In fact, overpopulation is probably the single greatest “negative” concerning exotics in Texas. They were first brought to South Texas and the Hill Country in the 1930s, but it wasn’t until the emergence of the hunting industry in the ’50s that the exotics population began to climb rapidly. A TPWD survey in the 1960s counted 13 species and about 13,000 animals. The last survey in 1996 found about 190,000 animals and 76 species. Today, estimates range from about 275,000 to well beyond a million. They are spread across Texas, but the greatest concentration is in the Hill Country. Lockwood and Baccus agree that there could be over a million free-ranging exotics in the Hill Country alone. (Free-ranging in this context means escaped or intentionally released exotics that are roaming the countryside and owned by no one.) In fact, Baccus thinks there might be almost as many exotics in Central Texas as there are white-tailed deer. Most biologists now consider several species of common exotics so numerous and self-sustaining that they are an established, permanent part of the fauna of Texas. Common exotics, mostly deer species from Asia such as axis, sika and fallow deer make up the vast majority of the free-ranging animals. The far more valuable so-called “super exotics” — often antelope species from Africa such as the gemsbok, scimitar-horned oryx and sable — also occasionally escape their enclosures, but they are much less numerous and more likely to be hunted down by the owner. It is the loose herds of common exotics that pose the greatest potential threat to native wildlife and plants.
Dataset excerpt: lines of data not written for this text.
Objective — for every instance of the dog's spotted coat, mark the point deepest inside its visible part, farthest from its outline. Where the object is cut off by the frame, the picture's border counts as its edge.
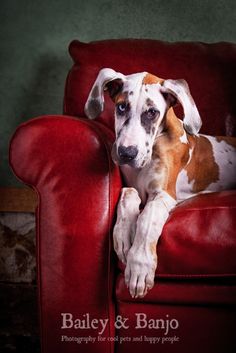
(163, 159)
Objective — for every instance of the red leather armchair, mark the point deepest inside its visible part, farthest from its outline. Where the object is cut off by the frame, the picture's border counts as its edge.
(84, 304)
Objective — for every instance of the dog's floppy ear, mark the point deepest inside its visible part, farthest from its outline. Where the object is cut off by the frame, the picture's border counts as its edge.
(178, 90)
(107, 79)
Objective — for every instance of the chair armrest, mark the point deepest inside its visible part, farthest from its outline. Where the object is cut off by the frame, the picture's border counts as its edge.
(67, 161)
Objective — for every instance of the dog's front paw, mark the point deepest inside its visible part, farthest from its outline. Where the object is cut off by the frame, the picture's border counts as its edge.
(140, 272)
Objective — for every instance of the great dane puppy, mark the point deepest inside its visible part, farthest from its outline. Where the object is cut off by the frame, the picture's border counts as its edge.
(163, 160)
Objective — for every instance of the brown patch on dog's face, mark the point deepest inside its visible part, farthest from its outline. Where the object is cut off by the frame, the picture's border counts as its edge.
(229, 140)
(121, 98)
(150, 79)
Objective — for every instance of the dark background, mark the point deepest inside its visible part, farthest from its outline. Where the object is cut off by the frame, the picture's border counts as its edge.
(34, 36)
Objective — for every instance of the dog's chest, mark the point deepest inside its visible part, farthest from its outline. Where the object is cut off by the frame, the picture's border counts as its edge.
(139, 179)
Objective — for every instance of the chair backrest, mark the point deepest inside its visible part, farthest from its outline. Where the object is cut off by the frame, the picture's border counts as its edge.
(209, 70)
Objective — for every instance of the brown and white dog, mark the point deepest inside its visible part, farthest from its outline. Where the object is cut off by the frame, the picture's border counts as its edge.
(163, 160)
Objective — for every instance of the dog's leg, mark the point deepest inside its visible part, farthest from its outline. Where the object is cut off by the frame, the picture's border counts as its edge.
(127, 215)
(142, 257)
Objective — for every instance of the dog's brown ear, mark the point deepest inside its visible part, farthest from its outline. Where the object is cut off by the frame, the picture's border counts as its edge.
(109, 80)
(178, 90)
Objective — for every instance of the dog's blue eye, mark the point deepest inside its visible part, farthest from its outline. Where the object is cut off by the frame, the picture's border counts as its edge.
(152, 113)
(121, 108)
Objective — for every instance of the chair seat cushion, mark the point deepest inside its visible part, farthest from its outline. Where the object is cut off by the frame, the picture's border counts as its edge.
(199, 238)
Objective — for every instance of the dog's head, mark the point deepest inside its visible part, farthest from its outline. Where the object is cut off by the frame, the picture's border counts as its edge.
(141, 102)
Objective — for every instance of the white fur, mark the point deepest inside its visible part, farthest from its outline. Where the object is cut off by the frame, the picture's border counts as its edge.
(136, 233)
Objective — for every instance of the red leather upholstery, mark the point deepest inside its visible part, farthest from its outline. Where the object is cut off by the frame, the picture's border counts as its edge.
(67, 161)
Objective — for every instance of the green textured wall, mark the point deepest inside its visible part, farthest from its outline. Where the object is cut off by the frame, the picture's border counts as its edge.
(34, 37)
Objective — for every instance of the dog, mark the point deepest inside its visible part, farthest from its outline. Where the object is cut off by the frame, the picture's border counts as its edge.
(163, 160)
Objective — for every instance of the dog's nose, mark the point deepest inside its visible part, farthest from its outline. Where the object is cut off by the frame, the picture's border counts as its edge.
(127, 154)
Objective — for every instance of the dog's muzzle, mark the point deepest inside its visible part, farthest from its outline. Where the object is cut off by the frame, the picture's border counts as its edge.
(124, 155)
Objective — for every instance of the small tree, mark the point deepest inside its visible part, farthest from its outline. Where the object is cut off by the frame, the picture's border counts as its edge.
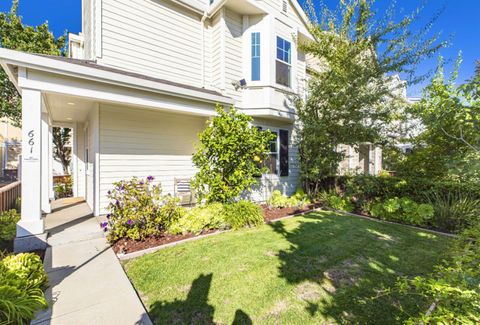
(229, 156)
(61, 150)
(353, 96)
(17, 36)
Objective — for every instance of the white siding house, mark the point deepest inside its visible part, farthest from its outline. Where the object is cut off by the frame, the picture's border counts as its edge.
(144, 77)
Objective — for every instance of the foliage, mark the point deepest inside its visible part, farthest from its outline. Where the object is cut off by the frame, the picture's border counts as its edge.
(277, 200)
(138, 210)
(228, 156)
(243, 214)
(403, 210)
(22, 279)
(454, 211)
(452, 292)
(449, 115)
(8, 224)
(61, 150)
(353, 97)
(64, 188)
(337, 202)
(200, 218)
(17, 36)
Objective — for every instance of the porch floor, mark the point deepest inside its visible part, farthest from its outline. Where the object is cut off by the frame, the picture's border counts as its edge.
(87, 282)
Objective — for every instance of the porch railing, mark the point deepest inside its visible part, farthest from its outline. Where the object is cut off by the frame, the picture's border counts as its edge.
(9, 194)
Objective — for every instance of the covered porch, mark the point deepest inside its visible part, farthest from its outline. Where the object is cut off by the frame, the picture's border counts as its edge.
(78, 94)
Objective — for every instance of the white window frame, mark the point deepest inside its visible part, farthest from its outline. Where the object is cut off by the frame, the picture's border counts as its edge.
(289, 64)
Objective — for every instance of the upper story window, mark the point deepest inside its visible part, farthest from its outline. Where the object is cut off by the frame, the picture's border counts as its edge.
(283, 62)
(255, 56)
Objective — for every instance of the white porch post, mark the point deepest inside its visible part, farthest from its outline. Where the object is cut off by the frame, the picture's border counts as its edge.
(45, 163)
(31, 222)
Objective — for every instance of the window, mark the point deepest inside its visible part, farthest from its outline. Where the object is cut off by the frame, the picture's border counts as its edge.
(272, 159)
(283, 62)
(255, 56)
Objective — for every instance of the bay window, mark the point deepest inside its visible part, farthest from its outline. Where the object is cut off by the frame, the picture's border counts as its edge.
(283, 62)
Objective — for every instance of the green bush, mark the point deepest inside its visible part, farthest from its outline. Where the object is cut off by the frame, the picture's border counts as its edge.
(243, 214)
(278, 200)
(454, 211)
(138, 210)
(450, 295)
(8, 222)
(200, 218)
(22, 279)
(229, 156)
(337, 202)
(403, 210)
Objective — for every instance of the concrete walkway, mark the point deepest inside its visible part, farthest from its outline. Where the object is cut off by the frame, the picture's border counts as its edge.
(87, 282)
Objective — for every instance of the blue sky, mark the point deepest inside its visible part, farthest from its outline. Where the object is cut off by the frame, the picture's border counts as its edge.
(460, 21)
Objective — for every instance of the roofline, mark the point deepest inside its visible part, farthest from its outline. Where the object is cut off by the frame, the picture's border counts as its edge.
(42, 63)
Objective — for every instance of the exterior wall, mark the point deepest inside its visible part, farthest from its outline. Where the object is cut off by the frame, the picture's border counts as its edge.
(270, 182)
(155, 38)
(137, 142)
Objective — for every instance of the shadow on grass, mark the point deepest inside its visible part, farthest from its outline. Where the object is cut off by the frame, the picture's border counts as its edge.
(339, 264)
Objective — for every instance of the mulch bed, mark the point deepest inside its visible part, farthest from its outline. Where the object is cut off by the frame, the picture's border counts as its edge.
(125, 246)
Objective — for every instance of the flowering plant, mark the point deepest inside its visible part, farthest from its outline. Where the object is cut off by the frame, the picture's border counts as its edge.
(138, 210)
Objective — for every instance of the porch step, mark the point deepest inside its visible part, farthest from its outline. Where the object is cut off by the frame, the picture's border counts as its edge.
(71, 221)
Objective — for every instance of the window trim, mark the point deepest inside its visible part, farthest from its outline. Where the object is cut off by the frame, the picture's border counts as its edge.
(253, 44)
(288, 64)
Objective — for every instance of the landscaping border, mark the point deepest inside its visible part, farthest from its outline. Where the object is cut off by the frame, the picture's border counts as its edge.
(128, 256)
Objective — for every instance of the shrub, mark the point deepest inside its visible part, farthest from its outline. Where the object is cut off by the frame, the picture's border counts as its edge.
(402, 210)
(451, 294)
(243, 214)
(21, 280)
(229, 156)
(8, 222)
(200, 218)
(337, 202)
(278, 200)
(454, 211)
(138, 210)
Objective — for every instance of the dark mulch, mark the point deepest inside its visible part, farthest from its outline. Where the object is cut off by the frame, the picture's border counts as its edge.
(125, 246)
(270, 214)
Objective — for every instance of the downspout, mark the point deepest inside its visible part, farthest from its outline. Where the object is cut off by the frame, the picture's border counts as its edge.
(202, 22)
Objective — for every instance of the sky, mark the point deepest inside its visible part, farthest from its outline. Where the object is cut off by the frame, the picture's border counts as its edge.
(459, 23)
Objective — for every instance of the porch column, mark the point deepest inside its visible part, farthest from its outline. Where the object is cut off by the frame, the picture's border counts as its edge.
(30, 228)
(45, 162)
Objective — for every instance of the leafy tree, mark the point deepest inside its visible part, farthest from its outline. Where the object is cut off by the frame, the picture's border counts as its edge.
(17, 36)
(353, 94)
(450, 116)
(61, 150)
(229, 156)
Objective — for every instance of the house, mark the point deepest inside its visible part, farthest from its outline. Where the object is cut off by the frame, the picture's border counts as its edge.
(142, 80)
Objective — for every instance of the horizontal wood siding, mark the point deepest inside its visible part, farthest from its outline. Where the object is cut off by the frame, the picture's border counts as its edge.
(233, 52)
(154, 37)
(137, 142)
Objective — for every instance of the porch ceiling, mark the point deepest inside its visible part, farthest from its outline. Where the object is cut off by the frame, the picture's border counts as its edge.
(68, 109)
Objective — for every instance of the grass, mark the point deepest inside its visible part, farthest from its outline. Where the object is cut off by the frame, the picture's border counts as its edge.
(319, 268)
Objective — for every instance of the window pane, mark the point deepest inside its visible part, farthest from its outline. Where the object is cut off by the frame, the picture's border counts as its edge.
(283, 73)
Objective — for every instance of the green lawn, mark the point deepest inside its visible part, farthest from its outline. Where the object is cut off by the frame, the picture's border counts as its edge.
(320, 268)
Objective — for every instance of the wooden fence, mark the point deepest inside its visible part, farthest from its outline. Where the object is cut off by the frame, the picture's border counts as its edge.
(9, 194)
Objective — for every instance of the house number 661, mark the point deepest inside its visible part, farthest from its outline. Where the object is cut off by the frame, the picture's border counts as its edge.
(31, 142)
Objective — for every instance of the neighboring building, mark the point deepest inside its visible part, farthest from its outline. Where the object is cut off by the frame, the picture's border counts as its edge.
(145, 77)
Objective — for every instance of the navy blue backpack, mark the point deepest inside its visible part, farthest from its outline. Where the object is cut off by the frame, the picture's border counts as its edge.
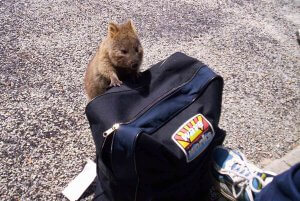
(154, 134)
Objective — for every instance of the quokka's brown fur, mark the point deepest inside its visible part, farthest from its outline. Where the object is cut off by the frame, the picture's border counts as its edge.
(119, 52)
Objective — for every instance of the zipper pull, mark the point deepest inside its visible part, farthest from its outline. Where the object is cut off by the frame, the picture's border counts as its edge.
(111, 130)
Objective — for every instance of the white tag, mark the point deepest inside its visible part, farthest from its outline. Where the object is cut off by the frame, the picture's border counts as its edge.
(81, 182)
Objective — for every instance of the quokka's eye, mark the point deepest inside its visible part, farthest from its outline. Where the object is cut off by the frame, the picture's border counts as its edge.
(124, 51)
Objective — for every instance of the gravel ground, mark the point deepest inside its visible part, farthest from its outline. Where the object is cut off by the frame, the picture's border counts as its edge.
(46, 45)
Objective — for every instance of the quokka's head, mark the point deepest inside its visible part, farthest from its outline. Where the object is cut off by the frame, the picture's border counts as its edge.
(125, 49)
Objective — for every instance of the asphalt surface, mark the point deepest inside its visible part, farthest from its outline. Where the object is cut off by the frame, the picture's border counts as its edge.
(46, 45)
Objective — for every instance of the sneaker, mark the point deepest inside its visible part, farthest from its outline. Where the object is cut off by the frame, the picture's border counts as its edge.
(235, 177)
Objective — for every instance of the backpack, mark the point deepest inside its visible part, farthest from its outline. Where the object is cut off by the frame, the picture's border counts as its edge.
(154, 134)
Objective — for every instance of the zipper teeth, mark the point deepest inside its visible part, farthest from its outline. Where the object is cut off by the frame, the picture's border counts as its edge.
(159, 99)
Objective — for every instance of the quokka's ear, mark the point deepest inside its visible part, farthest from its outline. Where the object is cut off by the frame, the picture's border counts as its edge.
(131, 26)
(113, 29)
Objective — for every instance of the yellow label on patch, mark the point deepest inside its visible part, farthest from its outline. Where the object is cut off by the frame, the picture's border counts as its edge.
(194, 136)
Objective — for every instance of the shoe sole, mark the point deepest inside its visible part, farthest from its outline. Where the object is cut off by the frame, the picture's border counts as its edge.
(220, 190)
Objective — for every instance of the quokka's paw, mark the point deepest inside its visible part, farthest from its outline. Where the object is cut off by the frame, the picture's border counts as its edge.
(114, 81)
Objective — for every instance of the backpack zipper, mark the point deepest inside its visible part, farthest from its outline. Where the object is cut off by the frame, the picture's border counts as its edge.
(117, 125)
(111, 130)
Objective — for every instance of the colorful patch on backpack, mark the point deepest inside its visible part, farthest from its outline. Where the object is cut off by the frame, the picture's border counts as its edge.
(194, 136)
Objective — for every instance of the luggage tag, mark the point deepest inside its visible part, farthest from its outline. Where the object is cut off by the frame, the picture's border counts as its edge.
(81, 182)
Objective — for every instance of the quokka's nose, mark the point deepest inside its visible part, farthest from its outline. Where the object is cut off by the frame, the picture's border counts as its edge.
(135, 66)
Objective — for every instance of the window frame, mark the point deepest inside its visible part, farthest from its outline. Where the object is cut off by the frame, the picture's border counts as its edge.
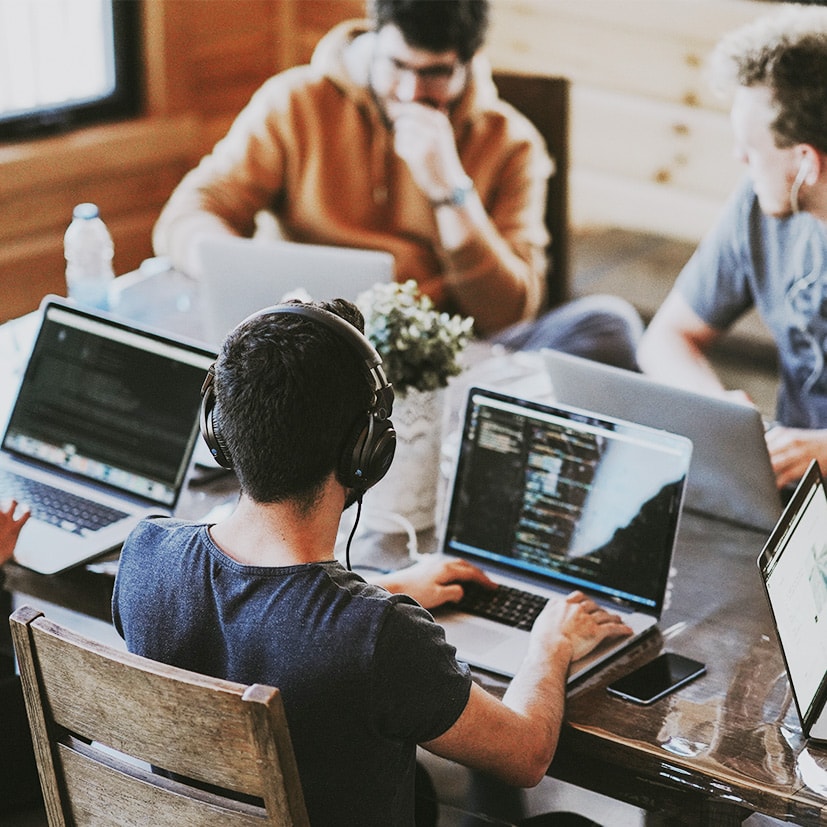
(123, 102)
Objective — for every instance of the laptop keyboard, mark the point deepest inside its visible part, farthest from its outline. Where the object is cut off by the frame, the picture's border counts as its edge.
(513, 607)
(60, 508)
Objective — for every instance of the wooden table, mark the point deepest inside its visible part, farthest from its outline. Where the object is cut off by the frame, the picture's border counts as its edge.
(724, 746)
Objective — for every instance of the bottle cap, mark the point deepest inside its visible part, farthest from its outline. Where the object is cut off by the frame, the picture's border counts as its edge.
(86, 211)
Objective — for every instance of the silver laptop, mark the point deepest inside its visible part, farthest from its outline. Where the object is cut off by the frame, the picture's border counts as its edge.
(731, 476)
(242, 275)
(793, 567)
(548, 499)
(100, 435)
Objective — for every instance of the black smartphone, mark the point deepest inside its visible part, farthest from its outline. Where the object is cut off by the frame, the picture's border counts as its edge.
(657, 678)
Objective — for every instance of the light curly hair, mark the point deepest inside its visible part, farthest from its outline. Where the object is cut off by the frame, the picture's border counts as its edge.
(787, 53)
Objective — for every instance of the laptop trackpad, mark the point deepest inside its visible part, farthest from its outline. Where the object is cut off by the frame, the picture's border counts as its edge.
(486, 644)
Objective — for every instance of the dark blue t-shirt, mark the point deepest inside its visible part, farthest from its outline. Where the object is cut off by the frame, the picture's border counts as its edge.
(778, 266)
(364, 675)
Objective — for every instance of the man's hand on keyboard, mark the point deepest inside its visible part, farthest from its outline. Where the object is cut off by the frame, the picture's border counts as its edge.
(581, 621)
(10, 525)
(435, 581)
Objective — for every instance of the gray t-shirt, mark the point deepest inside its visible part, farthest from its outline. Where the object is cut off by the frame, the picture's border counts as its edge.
(779, 266)
(364, 675)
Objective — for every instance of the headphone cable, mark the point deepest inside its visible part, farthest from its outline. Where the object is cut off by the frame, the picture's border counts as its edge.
(353, 531)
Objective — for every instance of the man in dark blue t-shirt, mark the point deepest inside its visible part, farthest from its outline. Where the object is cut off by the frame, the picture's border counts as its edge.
(768, 250)
(297, 405)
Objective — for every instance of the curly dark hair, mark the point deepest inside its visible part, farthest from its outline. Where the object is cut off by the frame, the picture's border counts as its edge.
(787, 53)
(436, 25)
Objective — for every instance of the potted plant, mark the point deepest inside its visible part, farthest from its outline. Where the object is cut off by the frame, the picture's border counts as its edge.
(420, 349)
(419, 345)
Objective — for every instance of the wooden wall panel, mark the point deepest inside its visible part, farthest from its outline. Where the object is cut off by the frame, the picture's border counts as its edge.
(647, 134)
(651, 147)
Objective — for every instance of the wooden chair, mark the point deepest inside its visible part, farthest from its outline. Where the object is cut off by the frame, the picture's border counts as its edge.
(86, 700)
(545, 102)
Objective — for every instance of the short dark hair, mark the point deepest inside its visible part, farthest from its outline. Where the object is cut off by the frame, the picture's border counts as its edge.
(436, 25)
(288, 392)
(787, 53)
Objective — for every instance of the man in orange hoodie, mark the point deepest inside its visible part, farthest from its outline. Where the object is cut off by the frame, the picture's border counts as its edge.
(394, 138)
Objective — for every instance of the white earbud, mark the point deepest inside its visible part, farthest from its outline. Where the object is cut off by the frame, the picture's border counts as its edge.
(803, 171)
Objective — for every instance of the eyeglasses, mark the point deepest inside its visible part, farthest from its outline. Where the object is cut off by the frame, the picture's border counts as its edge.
(435, 78)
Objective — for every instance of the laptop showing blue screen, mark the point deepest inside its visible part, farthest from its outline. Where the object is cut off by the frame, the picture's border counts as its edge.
(548, 499)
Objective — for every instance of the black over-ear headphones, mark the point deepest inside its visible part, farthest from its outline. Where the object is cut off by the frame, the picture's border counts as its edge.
(370, 445)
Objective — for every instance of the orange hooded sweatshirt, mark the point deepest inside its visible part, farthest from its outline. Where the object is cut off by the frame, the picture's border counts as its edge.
(313, 148)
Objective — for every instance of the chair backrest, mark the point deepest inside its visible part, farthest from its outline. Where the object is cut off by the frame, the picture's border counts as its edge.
(545, 102)
(103, 720)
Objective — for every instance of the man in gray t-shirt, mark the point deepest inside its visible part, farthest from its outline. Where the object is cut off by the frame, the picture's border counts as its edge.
(769, 249)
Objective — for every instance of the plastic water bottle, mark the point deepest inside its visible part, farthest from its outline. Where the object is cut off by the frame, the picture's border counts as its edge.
(88, 249)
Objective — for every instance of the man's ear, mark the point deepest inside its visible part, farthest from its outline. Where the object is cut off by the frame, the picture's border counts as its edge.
(811, 164)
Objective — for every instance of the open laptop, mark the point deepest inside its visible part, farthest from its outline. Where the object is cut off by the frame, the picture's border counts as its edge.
(793, 567)
(242, 275)
(548, 499)
(100, 435)
(731, 476)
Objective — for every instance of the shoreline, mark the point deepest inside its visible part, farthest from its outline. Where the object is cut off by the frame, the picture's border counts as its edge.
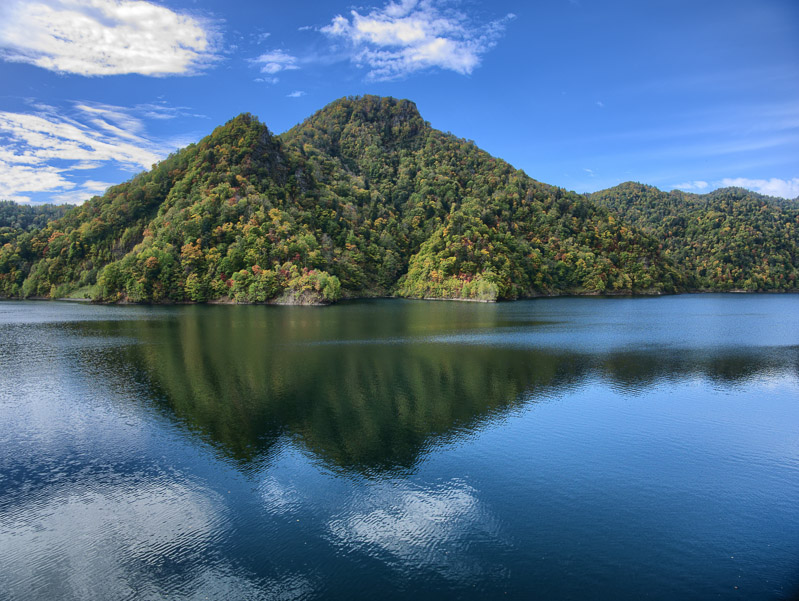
(278, 302)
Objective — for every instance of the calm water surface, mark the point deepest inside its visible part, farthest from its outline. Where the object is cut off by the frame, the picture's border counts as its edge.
(553, 449)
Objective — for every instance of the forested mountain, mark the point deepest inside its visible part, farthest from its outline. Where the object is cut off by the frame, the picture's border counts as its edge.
(729, 239)
(15, 217)
(364, 198)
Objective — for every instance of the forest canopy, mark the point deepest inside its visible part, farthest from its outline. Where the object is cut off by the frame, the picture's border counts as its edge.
(364, 198)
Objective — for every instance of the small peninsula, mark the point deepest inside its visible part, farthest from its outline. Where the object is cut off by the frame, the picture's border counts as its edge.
(366, 199)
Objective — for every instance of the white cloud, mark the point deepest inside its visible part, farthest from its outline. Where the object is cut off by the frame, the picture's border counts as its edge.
(105, 37)
(414, 35)
(51, 152)
(87, 190)
(275, 62)
(783, 188)
(695, 185)
(419, 526)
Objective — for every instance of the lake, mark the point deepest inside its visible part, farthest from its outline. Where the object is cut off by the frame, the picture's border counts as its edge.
(566, 448)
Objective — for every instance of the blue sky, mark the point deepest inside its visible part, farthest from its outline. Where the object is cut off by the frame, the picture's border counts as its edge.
(581, 94)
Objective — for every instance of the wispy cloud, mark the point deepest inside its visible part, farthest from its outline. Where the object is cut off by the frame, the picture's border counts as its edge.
(276, 61)
(52, 151)
(105, 37)
(783, 188)
(695, 185)
(414, 35)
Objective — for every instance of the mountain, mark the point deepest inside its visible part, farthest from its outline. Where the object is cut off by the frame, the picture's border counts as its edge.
(363, 198)
(729, 239)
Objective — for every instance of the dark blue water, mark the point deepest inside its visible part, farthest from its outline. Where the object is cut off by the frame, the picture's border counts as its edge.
(553, 449)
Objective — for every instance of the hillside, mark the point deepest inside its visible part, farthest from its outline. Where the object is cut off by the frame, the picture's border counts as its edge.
(364, 198)
(729, 239)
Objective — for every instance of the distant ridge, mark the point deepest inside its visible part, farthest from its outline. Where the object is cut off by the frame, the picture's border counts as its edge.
(364, 198)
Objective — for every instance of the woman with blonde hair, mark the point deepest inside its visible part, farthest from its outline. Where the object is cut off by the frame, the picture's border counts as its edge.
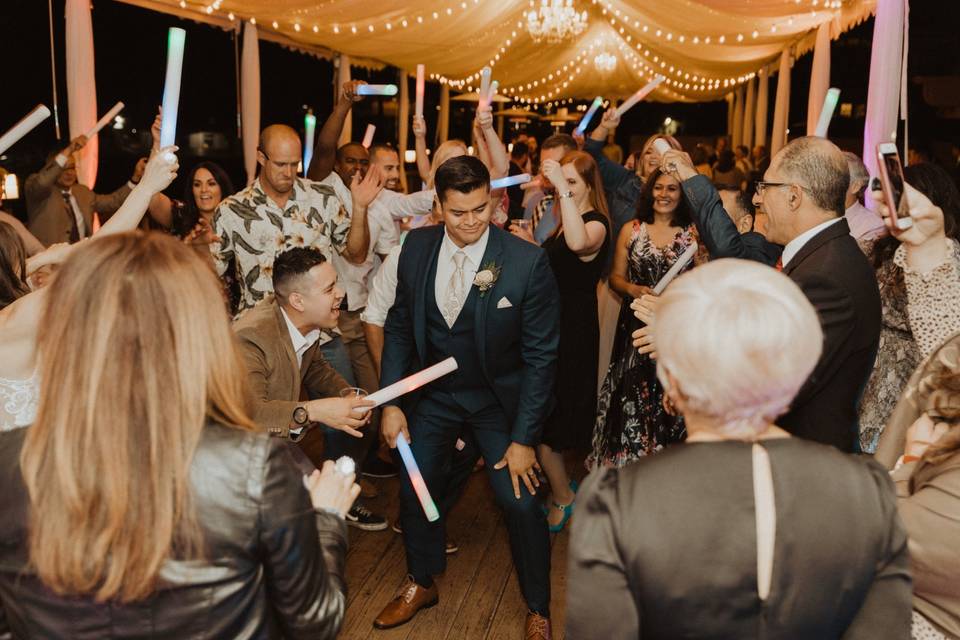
(743, 531)
(142, 486)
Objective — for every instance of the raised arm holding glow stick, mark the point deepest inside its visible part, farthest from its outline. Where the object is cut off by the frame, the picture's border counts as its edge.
(585, 122)
(639, 95)
(421, 87)
(25, 126)
(826, 113)
(678, 266)
(171, 88)
(368, 136)
(377, 90)
(105, 120)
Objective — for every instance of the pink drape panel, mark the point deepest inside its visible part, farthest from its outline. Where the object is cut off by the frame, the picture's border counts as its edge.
(884, 91)
(343, 75)
(444, 126)
(738, 99)
(81, 85)
(760, 131)
(404, 124)
(781, 109)
(748, 113)
(250, 99)
(819, 77)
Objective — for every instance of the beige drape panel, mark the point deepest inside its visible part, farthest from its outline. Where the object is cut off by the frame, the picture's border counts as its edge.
(81, 85)
(748, 113)
(343, 75)
(819, 77)
(738, 108)
(250, 99)
(781, 109)
(444, 125)
(404, 125)
(763, 85)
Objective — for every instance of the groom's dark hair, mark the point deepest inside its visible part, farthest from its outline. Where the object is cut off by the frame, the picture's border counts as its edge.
(463, 173)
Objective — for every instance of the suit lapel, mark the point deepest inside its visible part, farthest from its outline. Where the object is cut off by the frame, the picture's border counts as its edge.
(835, 230)
(492, 254)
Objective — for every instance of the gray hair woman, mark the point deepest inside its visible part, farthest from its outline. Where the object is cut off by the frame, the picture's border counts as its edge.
(742, 531)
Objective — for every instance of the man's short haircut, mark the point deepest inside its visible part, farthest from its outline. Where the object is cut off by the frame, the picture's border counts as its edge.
(820, 167)
(464, 174)
(382, 147)
(290, 266)
(564, 140)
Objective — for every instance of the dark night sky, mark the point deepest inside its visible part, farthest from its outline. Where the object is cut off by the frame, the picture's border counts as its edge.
(130, 58)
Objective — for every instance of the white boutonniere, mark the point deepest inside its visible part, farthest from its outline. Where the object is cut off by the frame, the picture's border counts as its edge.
(486, 277)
“At the rate of increase [of exotics] we have, I can certainly foresee a problem with them in the future,” says Baccus.

So the big question is: Are white-tailed deer numbers going down, and, if so, are they declining because of exotics?

“The problem is we just don’t have a good handle on the numbers [of exotics compared to white-tailed deer],” says Max Traweek, a TPWD biologist who conducts periodic censuses of white-tailed deer in central Texas. He has found lower numbers of whitetails in some areas and is concerned about too much pressure on available habitat, but the overall numbers are about the same. TPWD does not routinely count exotics.

Even if it were conclusively shown that the presence of exotics was harming whitetails, the prospect of getting rid of free-ranging exotics or even significantly reducing their numbers is daunting.

Mark Mitchell, manager of Mason Mountain Wildlife Management Area, says that eliminating exotics would be extremely difficult.

“The common exotics have a high reproductive rate,” says Mitchell. “It’s very hard to control them. In some counties I could see it taking 50 years to completely get rid of them.”

Mitchell, like many wildlife biologists, has mixed feelings about exotics. He worries about the impact that overwhelming numbers could have on white-tailed deer and other native species but appreciates the economic benefits they bring and the real boost they have pro-vided to the sport of hunting. He is conducting studies to determine which exotic species are the least demanding on habitat.

“I think we all are going to have to accept the fact that the exotics are very likely here to stay,” says Mitchell.